X

Hanoi z To To Pho

A z Osaki tylko 4,5 godziny do Hanoi – szkoda nie skorzystać, prawda? Wsiadłam więc w samolot, żeby przywitać na miejscu tegorocznych zwycięzców konkursu organizowanego przez wietnamskie restauracje To To Pho.

Wiecie co jest najwspanialsze? Po 12 latach powrotów do Wietnamu nadal odkrywam nowe miejsca – tym razem nasz szlak wiedzie przez rezerwat przyrody Pù Luông. O tej porze roku zieleń pól ryżowych sprawia, że wzruszam się tym pięknem do łez. Serio, to takie przytłoczenie naturą. Turystów brak, tylko my w busie, z którego co chwilę wyskakujemy, żeby robić zdjęcia, zagadywać ludzi i oczywiście jeść!

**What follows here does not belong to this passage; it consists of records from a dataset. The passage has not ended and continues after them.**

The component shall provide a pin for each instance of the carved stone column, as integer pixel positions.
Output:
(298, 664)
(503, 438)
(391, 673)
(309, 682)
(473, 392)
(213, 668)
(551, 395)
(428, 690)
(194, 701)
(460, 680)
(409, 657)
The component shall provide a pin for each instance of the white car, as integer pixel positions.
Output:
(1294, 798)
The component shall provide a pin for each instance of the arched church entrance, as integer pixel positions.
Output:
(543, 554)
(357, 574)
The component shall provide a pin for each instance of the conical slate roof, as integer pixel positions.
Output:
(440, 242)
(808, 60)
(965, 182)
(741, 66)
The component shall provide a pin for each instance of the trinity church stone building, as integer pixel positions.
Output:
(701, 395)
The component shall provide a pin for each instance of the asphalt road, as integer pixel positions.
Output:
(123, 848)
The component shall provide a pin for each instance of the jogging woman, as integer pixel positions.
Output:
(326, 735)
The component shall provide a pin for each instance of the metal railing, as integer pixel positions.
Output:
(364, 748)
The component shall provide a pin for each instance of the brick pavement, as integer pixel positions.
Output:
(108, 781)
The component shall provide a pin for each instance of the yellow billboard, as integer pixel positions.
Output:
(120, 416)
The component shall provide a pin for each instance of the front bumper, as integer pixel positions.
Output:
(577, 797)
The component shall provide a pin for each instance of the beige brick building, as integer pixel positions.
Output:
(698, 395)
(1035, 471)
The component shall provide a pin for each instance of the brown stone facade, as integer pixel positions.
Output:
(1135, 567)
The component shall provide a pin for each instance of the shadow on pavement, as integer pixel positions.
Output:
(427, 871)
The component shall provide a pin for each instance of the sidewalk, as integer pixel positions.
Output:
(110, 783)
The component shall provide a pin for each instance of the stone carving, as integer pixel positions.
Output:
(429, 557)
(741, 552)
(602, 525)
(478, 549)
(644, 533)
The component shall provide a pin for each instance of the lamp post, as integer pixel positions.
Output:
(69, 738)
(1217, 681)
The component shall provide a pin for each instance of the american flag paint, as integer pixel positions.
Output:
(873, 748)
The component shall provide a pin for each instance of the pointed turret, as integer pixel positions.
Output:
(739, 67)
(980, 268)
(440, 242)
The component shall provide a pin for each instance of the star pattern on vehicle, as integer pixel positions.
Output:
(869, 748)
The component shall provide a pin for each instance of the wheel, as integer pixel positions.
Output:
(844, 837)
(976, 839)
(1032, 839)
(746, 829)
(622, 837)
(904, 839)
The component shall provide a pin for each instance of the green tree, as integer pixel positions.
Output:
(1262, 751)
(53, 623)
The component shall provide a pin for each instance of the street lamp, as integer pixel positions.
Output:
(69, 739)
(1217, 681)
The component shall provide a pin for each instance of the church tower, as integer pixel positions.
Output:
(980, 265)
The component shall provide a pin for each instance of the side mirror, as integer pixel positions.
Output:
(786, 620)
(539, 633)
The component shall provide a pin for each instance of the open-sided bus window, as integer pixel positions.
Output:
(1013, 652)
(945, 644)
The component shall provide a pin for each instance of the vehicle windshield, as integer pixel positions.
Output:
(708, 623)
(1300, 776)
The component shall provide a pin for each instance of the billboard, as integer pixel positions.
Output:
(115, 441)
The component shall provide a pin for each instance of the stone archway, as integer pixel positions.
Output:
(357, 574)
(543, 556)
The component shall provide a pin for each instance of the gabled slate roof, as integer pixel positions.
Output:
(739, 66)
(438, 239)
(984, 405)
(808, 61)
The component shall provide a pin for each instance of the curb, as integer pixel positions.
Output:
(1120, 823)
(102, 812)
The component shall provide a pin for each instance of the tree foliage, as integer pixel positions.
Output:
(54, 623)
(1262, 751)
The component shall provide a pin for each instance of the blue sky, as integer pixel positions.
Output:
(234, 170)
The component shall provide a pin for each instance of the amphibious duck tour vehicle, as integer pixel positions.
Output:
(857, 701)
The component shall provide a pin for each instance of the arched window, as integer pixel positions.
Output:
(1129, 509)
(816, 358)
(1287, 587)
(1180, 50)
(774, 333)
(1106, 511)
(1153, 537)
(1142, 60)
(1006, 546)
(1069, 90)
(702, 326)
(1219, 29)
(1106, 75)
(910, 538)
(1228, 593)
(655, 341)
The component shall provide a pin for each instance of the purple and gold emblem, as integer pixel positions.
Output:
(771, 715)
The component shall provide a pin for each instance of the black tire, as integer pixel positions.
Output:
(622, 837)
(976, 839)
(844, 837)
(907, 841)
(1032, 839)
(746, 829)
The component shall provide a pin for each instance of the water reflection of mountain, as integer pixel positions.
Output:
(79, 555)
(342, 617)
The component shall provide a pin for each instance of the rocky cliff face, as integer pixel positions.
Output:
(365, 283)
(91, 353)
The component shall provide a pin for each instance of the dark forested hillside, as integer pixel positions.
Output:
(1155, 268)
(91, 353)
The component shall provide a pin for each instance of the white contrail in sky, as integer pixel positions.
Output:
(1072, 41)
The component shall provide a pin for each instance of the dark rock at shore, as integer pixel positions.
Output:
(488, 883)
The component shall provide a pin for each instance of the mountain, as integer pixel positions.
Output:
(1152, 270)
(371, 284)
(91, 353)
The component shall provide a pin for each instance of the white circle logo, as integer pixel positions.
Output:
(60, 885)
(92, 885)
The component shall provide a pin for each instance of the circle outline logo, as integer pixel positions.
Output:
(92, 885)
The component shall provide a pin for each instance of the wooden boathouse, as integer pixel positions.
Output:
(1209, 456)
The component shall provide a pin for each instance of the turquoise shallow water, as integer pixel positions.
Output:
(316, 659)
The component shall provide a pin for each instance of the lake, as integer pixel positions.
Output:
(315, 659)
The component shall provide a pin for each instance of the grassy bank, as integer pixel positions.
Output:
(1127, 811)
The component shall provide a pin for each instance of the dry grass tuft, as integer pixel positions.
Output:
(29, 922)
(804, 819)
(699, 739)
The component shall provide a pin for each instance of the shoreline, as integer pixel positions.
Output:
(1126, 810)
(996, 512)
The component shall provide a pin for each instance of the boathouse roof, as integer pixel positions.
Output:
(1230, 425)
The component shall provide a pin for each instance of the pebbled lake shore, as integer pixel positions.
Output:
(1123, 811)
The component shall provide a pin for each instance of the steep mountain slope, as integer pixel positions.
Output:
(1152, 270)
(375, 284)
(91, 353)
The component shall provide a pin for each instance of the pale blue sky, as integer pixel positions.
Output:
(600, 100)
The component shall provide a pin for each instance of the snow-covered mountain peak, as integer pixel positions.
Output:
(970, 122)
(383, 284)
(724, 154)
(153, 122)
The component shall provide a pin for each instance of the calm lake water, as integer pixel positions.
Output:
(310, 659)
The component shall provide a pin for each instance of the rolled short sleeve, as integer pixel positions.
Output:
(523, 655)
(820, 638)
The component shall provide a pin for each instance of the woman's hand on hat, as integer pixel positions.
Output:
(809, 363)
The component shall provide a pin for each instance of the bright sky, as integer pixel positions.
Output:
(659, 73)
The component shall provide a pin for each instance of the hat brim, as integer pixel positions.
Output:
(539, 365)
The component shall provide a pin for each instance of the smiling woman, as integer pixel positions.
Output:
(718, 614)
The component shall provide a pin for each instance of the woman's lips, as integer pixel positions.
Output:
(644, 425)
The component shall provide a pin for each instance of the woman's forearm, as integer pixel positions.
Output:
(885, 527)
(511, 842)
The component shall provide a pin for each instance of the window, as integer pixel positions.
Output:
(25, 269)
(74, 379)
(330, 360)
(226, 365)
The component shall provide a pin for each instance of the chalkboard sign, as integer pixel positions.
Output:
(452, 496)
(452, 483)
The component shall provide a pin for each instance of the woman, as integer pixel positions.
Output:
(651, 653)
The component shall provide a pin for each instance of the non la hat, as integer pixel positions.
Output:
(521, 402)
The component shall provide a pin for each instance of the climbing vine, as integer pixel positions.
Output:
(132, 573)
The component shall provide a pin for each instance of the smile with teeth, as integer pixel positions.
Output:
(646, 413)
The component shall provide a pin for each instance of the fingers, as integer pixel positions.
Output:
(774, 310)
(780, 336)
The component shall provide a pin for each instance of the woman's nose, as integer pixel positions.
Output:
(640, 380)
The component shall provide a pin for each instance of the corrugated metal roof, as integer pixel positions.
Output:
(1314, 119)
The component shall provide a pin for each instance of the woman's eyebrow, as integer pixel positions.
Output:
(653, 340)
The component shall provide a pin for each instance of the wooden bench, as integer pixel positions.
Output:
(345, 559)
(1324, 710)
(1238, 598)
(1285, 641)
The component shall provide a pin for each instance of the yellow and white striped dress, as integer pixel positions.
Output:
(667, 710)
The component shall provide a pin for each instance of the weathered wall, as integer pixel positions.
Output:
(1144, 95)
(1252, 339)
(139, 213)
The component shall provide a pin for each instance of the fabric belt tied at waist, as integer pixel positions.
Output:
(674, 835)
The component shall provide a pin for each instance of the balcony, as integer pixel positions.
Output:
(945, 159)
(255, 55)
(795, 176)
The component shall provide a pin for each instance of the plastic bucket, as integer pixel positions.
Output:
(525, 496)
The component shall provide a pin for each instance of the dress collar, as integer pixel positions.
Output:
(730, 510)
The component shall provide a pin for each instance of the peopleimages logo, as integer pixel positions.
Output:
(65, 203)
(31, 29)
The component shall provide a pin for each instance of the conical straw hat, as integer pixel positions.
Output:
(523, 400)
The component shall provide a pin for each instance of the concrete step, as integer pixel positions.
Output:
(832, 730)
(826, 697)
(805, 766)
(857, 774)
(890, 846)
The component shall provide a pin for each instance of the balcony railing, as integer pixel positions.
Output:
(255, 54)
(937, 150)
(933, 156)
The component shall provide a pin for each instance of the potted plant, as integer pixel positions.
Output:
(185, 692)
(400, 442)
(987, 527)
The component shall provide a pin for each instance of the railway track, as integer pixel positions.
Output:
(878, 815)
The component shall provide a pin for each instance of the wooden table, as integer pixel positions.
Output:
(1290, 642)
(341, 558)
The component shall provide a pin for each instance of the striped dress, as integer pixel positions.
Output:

Na talerzach z liści palmowych znajdujemy nie tylko wiejskie grillowane kurczaki czy gotowane kaczki o niebieskich szyjach (vịt Cổ Lũng), ale też leśne ślimaki. Czy nam smakuje? A jak! Ci z nas, którzy mogą raczą się bananowymi, kukurydzianymi czy ryżowymi alkoholami i życie jest jeszcze piękniejsze. To właśnie jest Wietnam! Kocham!